For most of our millennial audience warmer weather still incites memories of the lazy summer days of childhood and inspires a more relaxed attitude. Generally speaking, Memorial Day weekend marks the beginning of a season where many Americans occupy a recess state of mind. Time is a valuable resource and the longer days of summer make us feel like we have more of it. So what should you be doing with more “off” time this summer? If you want to maximize your time during the months of June - August, you’ve got to start planning now. Whether you are working or living a student life or both, these tips will help you feel good about how you managed your off time this year.
1. Schedule a real work-free vacation and stick to it. For the entire five years I spent in graduate school I only planned two actual vacations where I took a break from all of my professional/academic obligations. My faulty thinking was that I could catch up or even get ahead if I limited the time I took off. Working within these extreme parameters cost me more in the long run because I would inevitably hit a point of exhaustion each year that was often accompanied by some type of illness. One year I was sick for an entire four weeks. When you schedule time to step away from your work (all of it), you give your body and mind an opportunity to rejuvenate. Returning to work fully charged makes you more productive. But when you fail to incorporate vacation time into your schedule you risk illness, your work suffers because of exhaustion, and you are more likely to allow yourself multiple unplanned free days because you’ve been working so hard. Those days may easily add up to more time off than you would have taken had you just planned a vacation.
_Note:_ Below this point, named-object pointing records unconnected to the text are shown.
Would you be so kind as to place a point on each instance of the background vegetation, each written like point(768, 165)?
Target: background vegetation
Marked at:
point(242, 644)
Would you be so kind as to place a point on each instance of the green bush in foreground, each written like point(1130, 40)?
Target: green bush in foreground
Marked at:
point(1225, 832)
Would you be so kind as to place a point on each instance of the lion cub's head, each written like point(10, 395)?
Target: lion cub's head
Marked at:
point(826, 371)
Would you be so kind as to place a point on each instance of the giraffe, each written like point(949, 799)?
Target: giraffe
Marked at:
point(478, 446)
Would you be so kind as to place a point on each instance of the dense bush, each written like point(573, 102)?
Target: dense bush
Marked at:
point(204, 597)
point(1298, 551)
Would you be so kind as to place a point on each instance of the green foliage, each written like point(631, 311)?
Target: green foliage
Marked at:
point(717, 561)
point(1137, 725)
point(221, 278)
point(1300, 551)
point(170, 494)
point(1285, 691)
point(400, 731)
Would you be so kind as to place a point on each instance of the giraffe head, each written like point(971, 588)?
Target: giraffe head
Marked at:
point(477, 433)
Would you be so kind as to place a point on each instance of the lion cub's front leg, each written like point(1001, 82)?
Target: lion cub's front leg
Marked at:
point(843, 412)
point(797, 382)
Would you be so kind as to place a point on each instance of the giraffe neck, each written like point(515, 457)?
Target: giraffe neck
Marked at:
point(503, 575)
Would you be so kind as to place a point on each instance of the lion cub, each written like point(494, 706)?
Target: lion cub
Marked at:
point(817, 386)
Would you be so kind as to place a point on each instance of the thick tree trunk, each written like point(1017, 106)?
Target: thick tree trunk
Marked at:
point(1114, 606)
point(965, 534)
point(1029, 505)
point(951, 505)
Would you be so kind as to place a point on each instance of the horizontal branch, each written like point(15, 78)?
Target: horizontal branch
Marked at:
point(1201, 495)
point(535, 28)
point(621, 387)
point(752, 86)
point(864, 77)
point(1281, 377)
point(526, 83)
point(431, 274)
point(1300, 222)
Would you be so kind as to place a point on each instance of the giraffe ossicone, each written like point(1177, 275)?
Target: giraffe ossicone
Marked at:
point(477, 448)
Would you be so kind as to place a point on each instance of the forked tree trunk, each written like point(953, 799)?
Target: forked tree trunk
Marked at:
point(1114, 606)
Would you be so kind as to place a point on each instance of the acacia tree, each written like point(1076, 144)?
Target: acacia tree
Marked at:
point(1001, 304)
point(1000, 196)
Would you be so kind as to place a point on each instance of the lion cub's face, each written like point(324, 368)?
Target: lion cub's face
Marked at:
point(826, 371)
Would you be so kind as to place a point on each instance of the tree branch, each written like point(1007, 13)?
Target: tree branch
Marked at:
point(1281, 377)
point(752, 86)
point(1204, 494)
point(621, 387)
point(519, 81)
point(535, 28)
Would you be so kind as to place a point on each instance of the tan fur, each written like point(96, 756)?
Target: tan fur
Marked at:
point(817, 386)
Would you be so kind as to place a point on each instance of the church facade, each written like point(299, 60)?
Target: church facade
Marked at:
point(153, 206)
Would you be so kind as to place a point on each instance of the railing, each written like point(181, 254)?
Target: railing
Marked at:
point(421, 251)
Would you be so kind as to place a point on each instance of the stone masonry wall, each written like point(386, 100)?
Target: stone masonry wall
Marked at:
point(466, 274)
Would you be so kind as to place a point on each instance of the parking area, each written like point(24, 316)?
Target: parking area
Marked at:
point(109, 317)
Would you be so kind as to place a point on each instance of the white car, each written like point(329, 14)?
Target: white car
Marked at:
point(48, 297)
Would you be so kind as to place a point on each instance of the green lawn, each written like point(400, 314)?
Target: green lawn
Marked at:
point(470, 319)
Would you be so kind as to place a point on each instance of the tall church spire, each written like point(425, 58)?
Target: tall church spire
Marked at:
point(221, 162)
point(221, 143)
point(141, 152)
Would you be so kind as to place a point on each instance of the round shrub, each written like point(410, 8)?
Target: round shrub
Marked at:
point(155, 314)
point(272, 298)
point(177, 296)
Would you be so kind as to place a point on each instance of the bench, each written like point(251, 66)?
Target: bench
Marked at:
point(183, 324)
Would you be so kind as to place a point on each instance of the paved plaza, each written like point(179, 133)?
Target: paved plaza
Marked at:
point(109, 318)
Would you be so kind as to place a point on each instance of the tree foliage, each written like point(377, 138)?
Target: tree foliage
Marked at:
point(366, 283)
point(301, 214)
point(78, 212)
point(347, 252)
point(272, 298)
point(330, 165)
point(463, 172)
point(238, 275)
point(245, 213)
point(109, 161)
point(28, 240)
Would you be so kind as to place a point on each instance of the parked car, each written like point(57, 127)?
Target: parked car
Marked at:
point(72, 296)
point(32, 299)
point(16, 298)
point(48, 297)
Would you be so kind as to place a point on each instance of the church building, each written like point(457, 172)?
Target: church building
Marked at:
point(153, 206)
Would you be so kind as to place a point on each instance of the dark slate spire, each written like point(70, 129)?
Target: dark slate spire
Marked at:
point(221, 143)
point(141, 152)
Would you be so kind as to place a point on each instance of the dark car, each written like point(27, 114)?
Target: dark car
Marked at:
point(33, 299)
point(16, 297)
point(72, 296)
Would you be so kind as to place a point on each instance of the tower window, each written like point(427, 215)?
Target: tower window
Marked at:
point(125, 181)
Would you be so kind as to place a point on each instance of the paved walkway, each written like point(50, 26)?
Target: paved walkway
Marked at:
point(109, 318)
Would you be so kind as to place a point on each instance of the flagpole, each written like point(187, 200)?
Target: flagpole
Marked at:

2. Work on yourself. When was the last time you gave yourself time to work on you? Yes, it is important that you live your life—but it is just as important that you spend time thinking about and designing the life you want to live. The summer months present an ideal time to work on “self” projects that you have been delaying. Carve out some weekly time for meditation or devotion, work with a coach or therapist, or enroll in a personal development program to get started.
3. Build a new habit. Want to really impress yourself this year? Use this summer to develop a new habit. It takes at least 21 days for us to rewire our brains and turn an activity into a habitual practice or routine. Whether its daily yoga, showing up to appointments five minutes early, or changing the way you talk to your colleagues—identity a new ritual you want incorporate into your life and have at it.